Risk & Economy » Autumn budget 2017 business round-up

“A future that will be full of change, full of challenges and above all full of new opportunities”, so said Philip Hammond, as he began reading the Autumn Budget.

But, aside from cutting stamp duty for first-time buyers or investing in electric and driverless car charging infrastructure, there seems to be minimal change for the good, a lot of challenges and scant opportunities.

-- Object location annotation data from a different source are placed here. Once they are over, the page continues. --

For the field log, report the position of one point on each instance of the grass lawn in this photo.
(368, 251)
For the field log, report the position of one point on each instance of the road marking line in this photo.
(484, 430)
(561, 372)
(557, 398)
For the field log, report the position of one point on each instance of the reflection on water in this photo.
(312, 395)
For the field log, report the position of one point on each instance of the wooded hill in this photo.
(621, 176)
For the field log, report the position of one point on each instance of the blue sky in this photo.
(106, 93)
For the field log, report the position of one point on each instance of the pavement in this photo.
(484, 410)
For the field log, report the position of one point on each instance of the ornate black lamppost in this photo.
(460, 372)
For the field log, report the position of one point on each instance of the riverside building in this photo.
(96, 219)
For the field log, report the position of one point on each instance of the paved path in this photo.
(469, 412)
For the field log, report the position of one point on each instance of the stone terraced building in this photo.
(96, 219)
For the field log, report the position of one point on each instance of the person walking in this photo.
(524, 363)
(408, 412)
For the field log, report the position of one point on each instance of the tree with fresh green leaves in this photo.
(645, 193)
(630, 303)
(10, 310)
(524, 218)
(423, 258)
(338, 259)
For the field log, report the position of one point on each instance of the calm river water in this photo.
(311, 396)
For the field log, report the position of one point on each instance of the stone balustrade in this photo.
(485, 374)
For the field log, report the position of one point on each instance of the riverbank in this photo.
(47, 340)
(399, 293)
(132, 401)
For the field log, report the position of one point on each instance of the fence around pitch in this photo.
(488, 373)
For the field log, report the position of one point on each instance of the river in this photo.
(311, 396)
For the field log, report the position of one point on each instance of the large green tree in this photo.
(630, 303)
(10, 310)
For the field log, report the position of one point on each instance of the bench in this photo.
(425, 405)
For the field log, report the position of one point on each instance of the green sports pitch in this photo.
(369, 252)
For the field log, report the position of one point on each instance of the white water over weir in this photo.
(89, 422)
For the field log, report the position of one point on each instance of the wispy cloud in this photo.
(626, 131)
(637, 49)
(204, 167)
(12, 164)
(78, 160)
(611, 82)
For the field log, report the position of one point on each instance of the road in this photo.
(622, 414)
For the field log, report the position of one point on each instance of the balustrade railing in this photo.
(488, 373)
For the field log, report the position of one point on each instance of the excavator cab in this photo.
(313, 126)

The Office for Budget Responsibility (OBR) has downgraded the UK economy’s growth forecast for the next few years, to 1.5% this year, which is down from the 2% predicted in the Spring Budget, 1.4% 2018 and 1.3 in 2019-20, only expecting it to grow again to 1.5% growth in 2020.

 

Brexit

The Chancellor has pledged to allocate £3billion for Brexit preparations over the next two years ‘to prepare for every possible outcome.’

R&D

Hammond has committed to invest an extra £2.3billion in research and development as part of the government’s Industrial Strategy, which the Chancellor said represented “The first strides towards the ambition of our industrial strategy to drive up R&D investment across the economy to 2.4% of GDP.”

North Sea oil

Hammond has announced a tax break for transfers of North Sea oil and gas fields, from next year, offering transferrable tax histories for oil and gas fields in the North Sea.

EIS

£20billion has been promised in investment in UK knowledge and scale up businesses, to be seeded with £2.5billion of public money, and Hammond said “we stand ready to step in to replace European investment fund lending if necessary.”

Income tax

Personal tax free allowance will increase to £11,850, from the current £11,000, although it was already due to go up to £11,5000. The higher threshold for tax will go up from £45,000 to £46,350.

VAT

The VAT threshold will be kept at £85,000 for the next two years, and the Chancellor said: “I will consult on whether its design could better incentivise growth and in the meantime we will maintain it at its current level of £85,000 for the next two years.”

Business rates

Some key changes that business lobby groups were pushing for have come through, as it was announced that business rate revaluations are to take place every three years and the switch from using the Retail Price Index to the Consumer Price Index will be brought forward by two years, to 2018. It is thought the move is worth £2.3billion to businesses over the next five years.

The Chancellor also addressed the ‘staircase tax’ and has extended the £1000 discount to pubs with a rateable value of less than £100,000 to March 2019.

Offshore tax

There is to be a crackdown on digital businesses that avoid tax, in response to the Paradise Papers leak.

From April 2019Companies such as Amazon, Google and Apple will have to pay royalties that are related to UK sales, even when paid to low tax jurisdiction, but it is predicted to raise just £200million. The Chancellor said: “”This does not solve the problem… …but it does send a signal of our determination.”